Lecture 15
Comparing Two Means

ABD 3e Chapter 12

Chris Merkord

Learning Objectives

  • distinguish between paired and independent two-sample study designs
  • estimate and interpret the difference between two population means
  • explain how confidence intervals for the difference in means are constructed and interpreted
  • perform and interpret a Welch two-sample t-test
  • perform and interpret a paired t-test
  • identify the assumptions of two-sample and paired t-tests

Comparing Two Means

  • In a one-sample t-test, we asked whether a sample mean differs from a known or hypothesized population mean.

  • Often, however, we do not have a known population mean.

  • Instead, we have two samples, each representing a different group.

  • Because these are samples, their means will naturally differ due to random sampling variation.

  • The key question:

    Is the difference between the sample means small enough to be explained by sampling variation if both groups come from populations with the same mean?

    Or is the difference too large to be plausibly explained by chance alone?

  • To answer this question, we test whether the two populations have the same mean.

Paired versus two independent samples

Different statistical models are used depending on the relationship between the two samples:

  • Two-sample (aka independent or unpaired) comparison:
    • Each treatment group is composed of an independent, random sample of units
  • Paired comparison:
    • Both treatments are applied to every sampled unit
  • Paired designs are more powerful because they control for more extraneous variations between units
Two-panel diagram comparing sampling designs. The left panel, labeled “Two-sample,” shows red and yellow points scattered independently, representing two separate groups of observations.

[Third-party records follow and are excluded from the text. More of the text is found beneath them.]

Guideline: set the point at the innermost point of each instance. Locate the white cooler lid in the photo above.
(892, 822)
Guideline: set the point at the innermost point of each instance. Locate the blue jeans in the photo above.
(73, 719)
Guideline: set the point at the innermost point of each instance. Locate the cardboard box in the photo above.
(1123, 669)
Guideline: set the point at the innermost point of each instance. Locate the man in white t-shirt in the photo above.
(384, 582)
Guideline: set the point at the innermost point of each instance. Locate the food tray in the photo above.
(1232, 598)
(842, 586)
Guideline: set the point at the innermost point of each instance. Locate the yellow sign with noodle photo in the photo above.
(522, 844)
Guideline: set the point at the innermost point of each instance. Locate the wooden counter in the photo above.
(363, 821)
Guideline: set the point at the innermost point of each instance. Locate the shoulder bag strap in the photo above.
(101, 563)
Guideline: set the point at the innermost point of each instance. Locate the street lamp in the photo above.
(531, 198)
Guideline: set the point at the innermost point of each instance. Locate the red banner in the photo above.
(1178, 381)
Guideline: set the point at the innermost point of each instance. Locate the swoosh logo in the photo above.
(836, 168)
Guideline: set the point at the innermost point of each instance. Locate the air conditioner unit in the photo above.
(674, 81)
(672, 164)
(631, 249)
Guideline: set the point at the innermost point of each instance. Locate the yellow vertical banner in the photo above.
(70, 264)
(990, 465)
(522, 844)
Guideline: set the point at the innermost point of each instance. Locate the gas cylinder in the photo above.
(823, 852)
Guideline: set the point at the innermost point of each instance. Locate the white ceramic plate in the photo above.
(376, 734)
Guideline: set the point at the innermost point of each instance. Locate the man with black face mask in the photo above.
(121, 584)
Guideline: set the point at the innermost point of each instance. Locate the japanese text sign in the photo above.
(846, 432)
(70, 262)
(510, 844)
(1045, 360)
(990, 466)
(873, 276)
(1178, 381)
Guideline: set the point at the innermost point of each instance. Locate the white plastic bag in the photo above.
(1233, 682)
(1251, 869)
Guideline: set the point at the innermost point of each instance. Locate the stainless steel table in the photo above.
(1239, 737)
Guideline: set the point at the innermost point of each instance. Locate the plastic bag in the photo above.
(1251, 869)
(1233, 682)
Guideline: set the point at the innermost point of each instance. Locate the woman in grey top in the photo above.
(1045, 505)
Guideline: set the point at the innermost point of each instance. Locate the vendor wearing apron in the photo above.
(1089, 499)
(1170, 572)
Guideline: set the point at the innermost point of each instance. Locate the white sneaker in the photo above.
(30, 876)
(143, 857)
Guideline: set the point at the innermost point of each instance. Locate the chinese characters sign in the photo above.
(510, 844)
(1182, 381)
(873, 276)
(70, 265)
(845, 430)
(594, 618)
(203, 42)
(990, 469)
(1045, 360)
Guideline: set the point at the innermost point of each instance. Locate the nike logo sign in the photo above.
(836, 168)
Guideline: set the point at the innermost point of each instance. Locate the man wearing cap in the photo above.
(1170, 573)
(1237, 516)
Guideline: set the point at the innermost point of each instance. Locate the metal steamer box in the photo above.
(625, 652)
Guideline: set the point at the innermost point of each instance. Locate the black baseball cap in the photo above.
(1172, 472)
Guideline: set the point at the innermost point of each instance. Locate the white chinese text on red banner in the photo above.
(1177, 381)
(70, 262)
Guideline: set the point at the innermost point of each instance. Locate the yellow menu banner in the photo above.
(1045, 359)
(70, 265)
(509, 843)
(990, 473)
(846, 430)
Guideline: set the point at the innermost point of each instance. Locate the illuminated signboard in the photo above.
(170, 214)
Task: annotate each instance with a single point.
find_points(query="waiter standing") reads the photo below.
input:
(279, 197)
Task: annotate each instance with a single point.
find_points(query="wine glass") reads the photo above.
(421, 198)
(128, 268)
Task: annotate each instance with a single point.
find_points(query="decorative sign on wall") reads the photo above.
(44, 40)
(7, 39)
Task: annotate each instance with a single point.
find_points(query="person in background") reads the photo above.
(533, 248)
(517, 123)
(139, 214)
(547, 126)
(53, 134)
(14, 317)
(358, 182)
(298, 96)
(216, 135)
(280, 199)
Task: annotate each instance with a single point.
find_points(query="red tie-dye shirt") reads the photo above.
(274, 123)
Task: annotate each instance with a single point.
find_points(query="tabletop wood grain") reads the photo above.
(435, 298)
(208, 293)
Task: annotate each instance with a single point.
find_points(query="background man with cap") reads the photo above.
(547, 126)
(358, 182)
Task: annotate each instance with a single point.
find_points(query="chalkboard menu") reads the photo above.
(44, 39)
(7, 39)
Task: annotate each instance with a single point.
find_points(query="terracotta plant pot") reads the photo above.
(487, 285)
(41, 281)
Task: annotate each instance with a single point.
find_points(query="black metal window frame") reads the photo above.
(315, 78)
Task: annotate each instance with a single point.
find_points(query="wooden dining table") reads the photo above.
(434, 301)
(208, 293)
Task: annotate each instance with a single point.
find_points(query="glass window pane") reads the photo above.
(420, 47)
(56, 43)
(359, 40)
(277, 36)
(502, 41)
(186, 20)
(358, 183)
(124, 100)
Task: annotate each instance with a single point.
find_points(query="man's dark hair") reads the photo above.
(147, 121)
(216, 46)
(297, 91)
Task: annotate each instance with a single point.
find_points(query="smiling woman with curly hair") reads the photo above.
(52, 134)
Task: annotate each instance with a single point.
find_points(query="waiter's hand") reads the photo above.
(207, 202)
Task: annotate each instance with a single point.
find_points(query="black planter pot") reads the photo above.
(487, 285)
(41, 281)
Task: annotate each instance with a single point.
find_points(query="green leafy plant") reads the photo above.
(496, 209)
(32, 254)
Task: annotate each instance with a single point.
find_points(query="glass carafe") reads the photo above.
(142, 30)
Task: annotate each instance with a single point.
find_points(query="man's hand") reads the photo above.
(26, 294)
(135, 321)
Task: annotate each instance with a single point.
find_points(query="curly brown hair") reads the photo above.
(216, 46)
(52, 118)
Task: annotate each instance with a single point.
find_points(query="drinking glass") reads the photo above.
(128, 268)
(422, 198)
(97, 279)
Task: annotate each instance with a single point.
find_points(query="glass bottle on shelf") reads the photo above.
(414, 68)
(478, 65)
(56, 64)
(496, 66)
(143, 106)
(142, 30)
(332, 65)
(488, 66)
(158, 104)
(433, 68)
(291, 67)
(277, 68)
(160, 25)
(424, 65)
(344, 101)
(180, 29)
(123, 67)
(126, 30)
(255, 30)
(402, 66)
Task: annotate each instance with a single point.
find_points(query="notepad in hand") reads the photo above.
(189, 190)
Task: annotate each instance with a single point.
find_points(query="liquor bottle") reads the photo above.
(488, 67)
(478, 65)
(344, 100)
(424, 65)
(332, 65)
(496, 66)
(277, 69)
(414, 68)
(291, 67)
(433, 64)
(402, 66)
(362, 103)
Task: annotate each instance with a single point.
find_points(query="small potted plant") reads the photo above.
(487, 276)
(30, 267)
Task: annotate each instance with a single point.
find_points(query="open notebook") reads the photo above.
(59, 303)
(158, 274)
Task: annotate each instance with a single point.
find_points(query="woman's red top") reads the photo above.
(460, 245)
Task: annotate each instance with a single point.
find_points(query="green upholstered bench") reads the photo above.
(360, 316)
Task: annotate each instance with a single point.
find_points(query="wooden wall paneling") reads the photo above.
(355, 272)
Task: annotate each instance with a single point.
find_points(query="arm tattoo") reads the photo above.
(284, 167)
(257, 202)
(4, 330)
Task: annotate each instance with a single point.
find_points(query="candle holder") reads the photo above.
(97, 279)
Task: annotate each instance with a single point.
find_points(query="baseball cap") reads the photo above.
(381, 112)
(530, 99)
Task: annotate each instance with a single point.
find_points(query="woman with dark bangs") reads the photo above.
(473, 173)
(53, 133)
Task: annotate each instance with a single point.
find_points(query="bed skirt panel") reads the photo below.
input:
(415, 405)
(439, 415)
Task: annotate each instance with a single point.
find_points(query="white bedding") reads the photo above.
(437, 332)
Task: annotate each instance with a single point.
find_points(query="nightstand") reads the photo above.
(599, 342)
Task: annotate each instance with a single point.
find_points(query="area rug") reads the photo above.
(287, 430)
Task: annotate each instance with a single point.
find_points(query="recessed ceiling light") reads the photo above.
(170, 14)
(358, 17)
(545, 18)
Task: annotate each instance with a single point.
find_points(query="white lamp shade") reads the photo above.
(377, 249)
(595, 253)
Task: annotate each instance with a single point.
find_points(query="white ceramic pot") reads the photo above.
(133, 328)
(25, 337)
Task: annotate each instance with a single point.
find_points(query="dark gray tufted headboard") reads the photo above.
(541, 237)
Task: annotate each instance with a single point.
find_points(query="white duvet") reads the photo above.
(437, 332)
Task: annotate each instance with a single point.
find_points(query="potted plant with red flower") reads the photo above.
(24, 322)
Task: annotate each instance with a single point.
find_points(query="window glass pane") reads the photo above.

The right panel, labeled “Paired,” shows red and yellow points arranged in pairs, indicating matched observations where each pair represents two measurements from the same unit or matched units.
Figure 1: Illustration of independent (two-sample) and paired sampling designs. In a two-sample design, observations in the two groups are independent. In a paired design, each observation in one group is matched with a corresponding observation in the other group. Whitlock & Schluter 3e.

Examples of paired and unpaired scenarios

Unpaired (independent) samples

  • Two separate groups of individuals
  • Observations in one group are not linked to observations in the other

Examples:

  • Mean plant biomass in fertilized vs. unfertilized plots
  • Mean blood pressure in patients receiving Drug A vs. Drug B
  • Mean time spent hiding in cover for fish from ponds with predators vs. ponds without predators

Paired (dependent) samples

  • Each observation in one group is linked to a specific observation in the other group
  • Often the same individual measured twice or matched pairs

Examples:

  • Leaf nitrogen concentration in the same plants before and after fertilization
  • Blood pressure before and after treatment in the same patients
  • Time spent hiding in cover for the same fish measured with and without predator cues in an experimental tank

Estimating the difference in means of two independent samples

The best estimate of the difference between two means is the difference between the two sample means:

\[ \bar{Y}_1 - \bar{Y}_2 \]

Standard error:

\[ \operatorname{SE}_{(\bar{Y}_1 - \bar{Y}_2)} = \sqrt{\frac{s_1^2}{n_1}+\frac{s_2^2}{n_2}} \]

Where:

  • \(\bar{Y}_1\) and \(\bar{Y}_2\) are the sample means
  • \(s_1^2\) and \(s_2^2\) are the sample variances
  • \(n_1\) and \(n_2\) are the sample sizes

Confidence interval for the difference in two means

If the populations are normally distributed (or sample sizes are large), the standardized difference has a \(t\) distribution with \(df\) degrees of freedom:

\[ t=\frac{(\bar{Y}_1 - \bar{Y}_2)-(\mu_1-\mu_2)}{\operatorname{SE}_{(\bar{Y}_1 - \bar{Y}_2)}} \]

with a total degrees of freedom equal to

\[ df=df_1+df_2=n_1+n_2-2 \]

Thus, the confidence interval for \(\bar{Y}_1 - \bar{Y}_2\) would be:

\[ (\bar{Y}_1 - \bar{Y}_2) \pm t_{\alpha/2,df} \times \operatorname{SE}_{(\bar{Y}_1 - \bar{Y}_2)} \]

Calculating estimates in R

  • Calculate difference in means using dplyr::summarize()
  • Calculate confidence interval using t.test()
    • Defaults to Welch’s test, confidence level = 0.95
# assume a data frame (tibble) with columns `value` and `group`

# calculate the means
summarize(example_data, group_mean = mean(value), .by = group)

# calculate the confidence interval
result <- t.test(value ~ group, data = example_data)
result$conf.int

The Welch’s two-sample \(t\)-test

The test evaluates whether the difference between population means is zero.

\[ H_0: \mu_1 = \mu_2 \]

\[ H_A: \mu_1 \ne \mu_2 \]

Test statistic:

\[ t=\frac{\bar{Y}_1 - \bar{Y}_2}{\operatorname{SE}_{(\bar{Y}_1 - \bar{Y}_2)}} \]

where:

\[ \operatorname{SE}_{(\bar{Y}_1 - \bar{Y}_2)} = \sqrt{\frac{s_1^2}{n_1}+\frac{s_2^2}{n_2}} \]

The degrees of freedom are estimated using the Welch–Satterthwaite formula and computed automatically by statistical software.

Assumptions of Welch’s two-sample t-test

  • The two groups are independent random samples from their populations.

  • The response variable is numerical.

  • The variable is approximately normally distributed in each population (or sample sizes are large).

Note

  • Another variation of the two-sample \(t\)-test assumes that the variances of the two populations are equal (the pooled-variance t-test).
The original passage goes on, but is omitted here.